Fluctuations of composite observables and stability of statistical systems

Thermodynamic stability of statistical systems requires that susceptibilities be semipositive and finite. Susceptibilities are known to be related to the fluctuations of extensive observable quantities. This relation becomes nontrivial, when the operator of an observable quantity is represented as a sum of operators corresponding to the extensive system parts. The association of the dispersions of the partial operator terms with the total dispersion is analyzed. Special attention is paid to the dependence of dispersions on the total number of particles N in the thermodynamic limit. An operator dispersion is called thermodynamically normal if it is proportional to N at large values of the latter. While, if the dispersion is proportional to a higher power of N, it is termed thermodynamically anomalous.

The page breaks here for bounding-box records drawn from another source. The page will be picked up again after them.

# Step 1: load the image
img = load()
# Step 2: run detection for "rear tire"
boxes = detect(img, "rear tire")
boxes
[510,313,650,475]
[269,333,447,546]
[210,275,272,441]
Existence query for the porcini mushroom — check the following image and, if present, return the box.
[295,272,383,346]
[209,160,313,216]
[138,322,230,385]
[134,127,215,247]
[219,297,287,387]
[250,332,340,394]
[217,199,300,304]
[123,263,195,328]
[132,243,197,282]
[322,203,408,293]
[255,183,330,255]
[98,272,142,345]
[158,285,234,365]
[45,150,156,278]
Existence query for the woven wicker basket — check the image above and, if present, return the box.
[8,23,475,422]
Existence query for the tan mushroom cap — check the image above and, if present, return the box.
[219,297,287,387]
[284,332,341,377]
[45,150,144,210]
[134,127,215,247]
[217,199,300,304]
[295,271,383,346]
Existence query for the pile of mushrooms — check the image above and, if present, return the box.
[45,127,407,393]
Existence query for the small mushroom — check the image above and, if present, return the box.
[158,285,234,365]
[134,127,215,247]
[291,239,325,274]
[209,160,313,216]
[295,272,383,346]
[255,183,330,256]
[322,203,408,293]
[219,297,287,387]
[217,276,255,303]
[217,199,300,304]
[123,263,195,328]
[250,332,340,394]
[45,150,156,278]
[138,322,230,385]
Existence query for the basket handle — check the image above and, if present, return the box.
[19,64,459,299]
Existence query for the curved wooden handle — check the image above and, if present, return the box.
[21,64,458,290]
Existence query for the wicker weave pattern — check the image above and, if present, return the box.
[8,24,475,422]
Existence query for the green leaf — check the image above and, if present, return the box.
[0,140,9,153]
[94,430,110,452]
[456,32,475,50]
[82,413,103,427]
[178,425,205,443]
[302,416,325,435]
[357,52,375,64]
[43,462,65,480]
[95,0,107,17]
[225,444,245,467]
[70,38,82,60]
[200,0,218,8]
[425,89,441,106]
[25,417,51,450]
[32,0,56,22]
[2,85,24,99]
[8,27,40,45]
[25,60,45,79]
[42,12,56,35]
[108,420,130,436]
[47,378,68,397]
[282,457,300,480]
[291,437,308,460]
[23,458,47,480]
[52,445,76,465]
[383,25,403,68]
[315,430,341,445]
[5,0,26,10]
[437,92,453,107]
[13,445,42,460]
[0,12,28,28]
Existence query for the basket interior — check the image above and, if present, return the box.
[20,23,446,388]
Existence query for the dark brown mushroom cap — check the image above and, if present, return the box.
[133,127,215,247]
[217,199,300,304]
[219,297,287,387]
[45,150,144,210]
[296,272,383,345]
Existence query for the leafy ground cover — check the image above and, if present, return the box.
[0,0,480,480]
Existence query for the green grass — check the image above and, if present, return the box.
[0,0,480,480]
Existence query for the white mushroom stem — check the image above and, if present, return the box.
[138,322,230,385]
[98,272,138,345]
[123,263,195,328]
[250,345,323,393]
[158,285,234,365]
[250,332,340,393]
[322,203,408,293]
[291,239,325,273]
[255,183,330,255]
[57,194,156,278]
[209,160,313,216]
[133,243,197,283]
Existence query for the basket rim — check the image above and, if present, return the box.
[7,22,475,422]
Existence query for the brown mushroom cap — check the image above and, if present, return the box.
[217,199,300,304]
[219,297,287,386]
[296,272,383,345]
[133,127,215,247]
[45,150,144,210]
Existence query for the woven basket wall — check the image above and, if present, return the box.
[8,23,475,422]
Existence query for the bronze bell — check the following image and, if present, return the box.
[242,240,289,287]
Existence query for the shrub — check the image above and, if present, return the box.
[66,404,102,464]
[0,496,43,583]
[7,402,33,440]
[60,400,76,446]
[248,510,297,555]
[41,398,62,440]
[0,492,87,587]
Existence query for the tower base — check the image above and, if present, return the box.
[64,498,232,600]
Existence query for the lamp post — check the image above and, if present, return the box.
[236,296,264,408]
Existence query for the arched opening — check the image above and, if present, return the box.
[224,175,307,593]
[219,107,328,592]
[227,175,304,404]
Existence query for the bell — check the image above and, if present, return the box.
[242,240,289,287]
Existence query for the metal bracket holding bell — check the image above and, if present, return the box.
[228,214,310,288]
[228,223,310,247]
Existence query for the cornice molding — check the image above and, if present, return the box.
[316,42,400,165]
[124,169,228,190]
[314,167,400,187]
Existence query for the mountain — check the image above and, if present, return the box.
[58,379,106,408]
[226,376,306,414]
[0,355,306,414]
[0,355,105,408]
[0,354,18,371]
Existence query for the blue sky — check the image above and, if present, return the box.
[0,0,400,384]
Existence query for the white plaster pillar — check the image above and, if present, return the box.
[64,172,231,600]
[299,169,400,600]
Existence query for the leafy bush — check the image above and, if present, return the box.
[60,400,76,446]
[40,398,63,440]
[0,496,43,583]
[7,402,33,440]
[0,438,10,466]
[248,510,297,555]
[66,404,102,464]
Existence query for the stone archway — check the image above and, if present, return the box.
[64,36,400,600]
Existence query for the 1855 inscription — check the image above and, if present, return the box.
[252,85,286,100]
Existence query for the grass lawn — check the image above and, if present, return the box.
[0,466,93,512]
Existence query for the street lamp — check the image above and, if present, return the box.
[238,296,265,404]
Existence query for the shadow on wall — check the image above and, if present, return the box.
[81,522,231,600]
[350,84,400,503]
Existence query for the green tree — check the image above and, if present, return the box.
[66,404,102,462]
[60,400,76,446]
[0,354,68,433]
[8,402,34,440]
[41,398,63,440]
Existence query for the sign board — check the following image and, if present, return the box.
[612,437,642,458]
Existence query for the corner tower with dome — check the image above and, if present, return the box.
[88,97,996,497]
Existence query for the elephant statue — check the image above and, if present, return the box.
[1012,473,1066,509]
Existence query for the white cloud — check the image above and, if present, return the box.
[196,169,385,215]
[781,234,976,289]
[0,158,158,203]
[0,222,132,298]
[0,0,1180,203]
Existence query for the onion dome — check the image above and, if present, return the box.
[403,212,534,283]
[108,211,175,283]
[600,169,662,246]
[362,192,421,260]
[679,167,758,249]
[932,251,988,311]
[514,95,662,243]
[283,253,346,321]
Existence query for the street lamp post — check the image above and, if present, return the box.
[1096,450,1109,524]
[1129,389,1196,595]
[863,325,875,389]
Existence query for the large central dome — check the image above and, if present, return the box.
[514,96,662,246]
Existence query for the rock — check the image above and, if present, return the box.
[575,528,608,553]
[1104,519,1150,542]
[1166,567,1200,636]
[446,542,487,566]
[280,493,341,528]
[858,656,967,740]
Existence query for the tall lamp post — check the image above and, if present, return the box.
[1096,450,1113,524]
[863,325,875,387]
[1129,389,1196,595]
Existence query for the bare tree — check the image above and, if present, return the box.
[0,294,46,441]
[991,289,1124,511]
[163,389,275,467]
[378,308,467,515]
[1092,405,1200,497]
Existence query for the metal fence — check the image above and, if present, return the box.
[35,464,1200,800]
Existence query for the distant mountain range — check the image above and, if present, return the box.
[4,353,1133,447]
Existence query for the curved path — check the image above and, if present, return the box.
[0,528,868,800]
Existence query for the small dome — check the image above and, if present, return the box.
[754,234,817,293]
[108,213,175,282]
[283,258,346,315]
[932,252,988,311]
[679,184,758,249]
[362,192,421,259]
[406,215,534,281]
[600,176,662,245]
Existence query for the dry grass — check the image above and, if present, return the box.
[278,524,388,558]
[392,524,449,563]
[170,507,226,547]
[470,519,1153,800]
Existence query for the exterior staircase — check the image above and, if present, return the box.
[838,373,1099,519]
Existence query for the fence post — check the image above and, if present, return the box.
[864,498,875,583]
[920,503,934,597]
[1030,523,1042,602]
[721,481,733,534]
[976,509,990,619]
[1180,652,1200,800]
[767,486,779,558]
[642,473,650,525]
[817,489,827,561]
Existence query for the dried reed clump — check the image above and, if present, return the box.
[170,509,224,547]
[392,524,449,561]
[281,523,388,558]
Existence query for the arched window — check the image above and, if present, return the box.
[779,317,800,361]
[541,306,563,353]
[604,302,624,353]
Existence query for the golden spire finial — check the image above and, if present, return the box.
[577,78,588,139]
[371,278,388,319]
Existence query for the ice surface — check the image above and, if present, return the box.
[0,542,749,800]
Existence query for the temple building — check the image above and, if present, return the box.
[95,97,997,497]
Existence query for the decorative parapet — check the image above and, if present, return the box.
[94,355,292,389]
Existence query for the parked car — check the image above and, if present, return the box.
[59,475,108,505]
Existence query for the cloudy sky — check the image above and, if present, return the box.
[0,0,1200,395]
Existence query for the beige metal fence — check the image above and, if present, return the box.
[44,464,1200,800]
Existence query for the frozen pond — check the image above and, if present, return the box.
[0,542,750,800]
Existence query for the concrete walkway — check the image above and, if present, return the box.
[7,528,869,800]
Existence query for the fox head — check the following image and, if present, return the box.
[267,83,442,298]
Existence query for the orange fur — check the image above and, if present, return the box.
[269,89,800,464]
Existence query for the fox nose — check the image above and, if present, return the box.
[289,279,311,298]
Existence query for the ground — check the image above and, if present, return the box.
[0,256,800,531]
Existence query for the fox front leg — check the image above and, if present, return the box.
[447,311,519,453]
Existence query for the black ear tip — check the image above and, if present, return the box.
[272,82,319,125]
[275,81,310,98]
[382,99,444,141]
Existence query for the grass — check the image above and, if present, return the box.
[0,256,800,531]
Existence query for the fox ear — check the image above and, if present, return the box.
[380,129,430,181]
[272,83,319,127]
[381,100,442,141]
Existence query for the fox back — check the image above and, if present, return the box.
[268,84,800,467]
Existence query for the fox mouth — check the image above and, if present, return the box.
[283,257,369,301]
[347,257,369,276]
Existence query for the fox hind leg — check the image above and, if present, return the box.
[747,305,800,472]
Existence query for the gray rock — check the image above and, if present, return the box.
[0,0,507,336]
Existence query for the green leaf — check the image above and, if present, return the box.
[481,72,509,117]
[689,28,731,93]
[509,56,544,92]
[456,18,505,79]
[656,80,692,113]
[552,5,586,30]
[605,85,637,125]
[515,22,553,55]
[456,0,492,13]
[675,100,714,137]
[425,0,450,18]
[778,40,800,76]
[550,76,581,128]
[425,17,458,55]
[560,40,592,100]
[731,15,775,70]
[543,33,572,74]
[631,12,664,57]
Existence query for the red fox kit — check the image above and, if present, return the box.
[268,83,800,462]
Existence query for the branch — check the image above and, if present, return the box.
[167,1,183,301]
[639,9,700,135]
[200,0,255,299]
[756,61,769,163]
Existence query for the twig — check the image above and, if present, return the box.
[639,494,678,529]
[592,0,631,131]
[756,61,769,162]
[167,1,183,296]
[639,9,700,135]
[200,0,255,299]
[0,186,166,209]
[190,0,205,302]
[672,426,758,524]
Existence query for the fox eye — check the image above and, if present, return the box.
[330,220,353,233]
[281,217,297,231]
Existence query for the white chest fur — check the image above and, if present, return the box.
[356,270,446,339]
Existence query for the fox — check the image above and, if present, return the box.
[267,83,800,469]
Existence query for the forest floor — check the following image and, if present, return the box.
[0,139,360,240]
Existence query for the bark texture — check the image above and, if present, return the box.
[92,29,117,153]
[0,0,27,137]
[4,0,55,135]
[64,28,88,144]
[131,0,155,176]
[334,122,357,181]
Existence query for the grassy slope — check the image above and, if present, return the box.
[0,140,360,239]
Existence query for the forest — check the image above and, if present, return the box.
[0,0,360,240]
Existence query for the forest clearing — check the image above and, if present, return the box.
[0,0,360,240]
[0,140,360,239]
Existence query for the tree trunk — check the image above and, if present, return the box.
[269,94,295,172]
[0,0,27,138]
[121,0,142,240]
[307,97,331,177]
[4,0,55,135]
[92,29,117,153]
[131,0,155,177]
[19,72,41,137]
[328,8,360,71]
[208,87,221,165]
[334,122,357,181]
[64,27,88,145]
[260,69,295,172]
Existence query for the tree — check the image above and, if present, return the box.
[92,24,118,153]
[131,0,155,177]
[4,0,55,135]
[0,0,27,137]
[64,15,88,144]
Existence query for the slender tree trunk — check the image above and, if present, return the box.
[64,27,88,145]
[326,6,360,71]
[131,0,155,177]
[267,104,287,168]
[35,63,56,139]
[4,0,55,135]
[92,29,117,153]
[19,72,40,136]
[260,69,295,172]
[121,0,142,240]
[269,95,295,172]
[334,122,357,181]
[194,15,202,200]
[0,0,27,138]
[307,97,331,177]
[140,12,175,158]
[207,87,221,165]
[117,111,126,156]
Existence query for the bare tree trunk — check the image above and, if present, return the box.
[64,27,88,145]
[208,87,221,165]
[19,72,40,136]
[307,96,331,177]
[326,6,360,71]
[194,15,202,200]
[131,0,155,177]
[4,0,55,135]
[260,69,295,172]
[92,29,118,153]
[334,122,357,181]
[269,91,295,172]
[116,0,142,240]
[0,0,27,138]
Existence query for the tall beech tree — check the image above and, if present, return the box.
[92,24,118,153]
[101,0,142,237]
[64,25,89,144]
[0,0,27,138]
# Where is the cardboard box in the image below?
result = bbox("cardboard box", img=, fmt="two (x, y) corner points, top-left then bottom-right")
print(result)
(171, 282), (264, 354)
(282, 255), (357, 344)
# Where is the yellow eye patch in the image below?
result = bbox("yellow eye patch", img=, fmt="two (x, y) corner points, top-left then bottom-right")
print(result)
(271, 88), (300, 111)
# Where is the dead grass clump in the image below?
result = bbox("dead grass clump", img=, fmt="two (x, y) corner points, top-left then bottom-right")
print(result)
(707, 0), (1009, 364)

The following theorem is proved: The global dispersion of a composite operator, which is a sum of linearly independent self-adjoint terms, is thermodynamically anomalous if and only if at least one of the partial dispersions is anomalous, the power of N in the global dispersion being defined by the largest partial dispersion. Conversely, the global dispersion is thermodynamically normal if and only if all partial dispersions are normal. The application of the theorem is illustrated by several examples of statistical systems. The notion of representative ensembles is formulated. The relation between the stability and equivalence of statistical ensembles is discussed.